After nearly 30 years in Denmark I have decided to apply for Danish citizenship. Why now? Because Denmark is enabling dual citizenship. The demand came from Danish citizens living abroad, who struggled with the same issues that foreigners face in Denmark.
Rationally, it would have made sense for me to become a Danish citizen long before this. I choose to live here. I came here on a short visit; then Cupid’s bow hit. Once I met my partner, who is now my husband, I made a decision not just to stay here but to make it work. This decision was cemented when our daughter, Sarah, was born.

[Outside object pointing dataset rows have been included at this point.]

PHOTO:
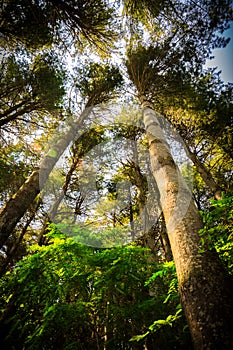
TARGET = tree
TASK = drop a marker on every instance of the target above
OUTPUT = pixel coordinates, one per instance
(25, 88)
(183, 221)
(49, 21)
(109, 80)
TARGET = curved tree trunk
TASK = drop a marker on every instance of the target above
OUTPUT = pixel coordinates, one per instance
(204, 172)
(16, 207)
(204, 288)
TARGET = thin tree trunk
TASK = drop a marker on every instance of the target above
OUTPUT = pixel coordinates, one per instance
(204, 172)
(16, 207)
(204, 288)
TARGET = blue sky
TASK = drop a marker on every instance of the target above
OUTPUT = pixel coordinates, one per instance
(224, 58)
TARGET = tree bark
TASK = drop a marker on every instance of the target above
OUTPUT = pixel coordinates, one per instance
(204, 288)
(16, 207)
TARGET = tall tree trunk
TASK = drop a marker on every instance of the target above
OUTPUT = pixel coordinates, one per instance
(204, 288)
(202, 170)
(16, 207)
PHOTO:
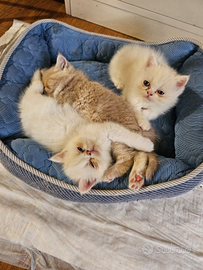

I arrived in Denmark in summer, when Copenhagen’s sidewalk-cafe culture was in full swing. The Danes hibernate in winter; with the first sign of sun there’s a vibrant outdoor life. I’m not mad about the cold, but by the time I realised that Denmark could reach minus 19 degrees it was too late. Besides, the temperatures enabled me to waltz on the frozen sea with the new-found love of my life. Try doing that in Ireland.
Other things attracted me to my new country, too. When I left Ireland in the 1980s the first divorce referendum had been defeated. As a student I was involved in fighting for women’s and gay rights. A few years earlier I’d been active in the anti-amendment campaign. On these issues Denmark was way ahead of Ireland. I know Ireland has changed dramatically on many of them, which is great. And I love and miss family and friends, the more easy-going and cheerful way of being, the cliches of the craic, the mountains and the rugged nature – Denmark is beautiful, too, but flat – and the ease of being in a familiar environment.
I grew up on a diet of songs about emigrants longing for the old country, but it’s not like that for us any more. Denmark is just a hop from Ireland, and when I go there my college friends are so busy with their lives that they tend to get together only when I go over.
I love showing my husband and daughter my birth country, and as well as seeing family and friends we travel to spend time in different parts of the country. They visit me here, as well, and I love showing them Denmark. Our daughter has grown up bilingual and bicultural.
There were challenges, too. I found Danish pronunciation difficult. Getting qualifications recognised and retraining, looking for work, making new friends and simply getting used to Danish customs could all be challenges. The unfamiliarity made life a bit tiring at times. But that’s what stepping out of one’s comfort zone does.
Gradually, though, I became part of the weft of Danish society, more Danish in my thinking and way of doing things. I still love visiting Ireland, but Denmark is now my home, and I cannot imagine living in Ireland now. It has changed so much, and I have changed, too.
I still feel proud of my Irish background and identity, and getting Danish citizenship will not take that away from me. Not having it means I am disenfranchised in Danish national elections.
I have never felt a desire to vote in Irish elections since moving here, despite all the campaigns for emigrant voting rights. Why should I have a say in Irish political decisions when I no longer live there?
I live in Denmark and want to have my say here, but giving up my Irish citizenship seemed like too high a price to pay. Now I have the opportunity to have both. I can fully participate in Danish life while maintaining legal recognition of my Irish identity.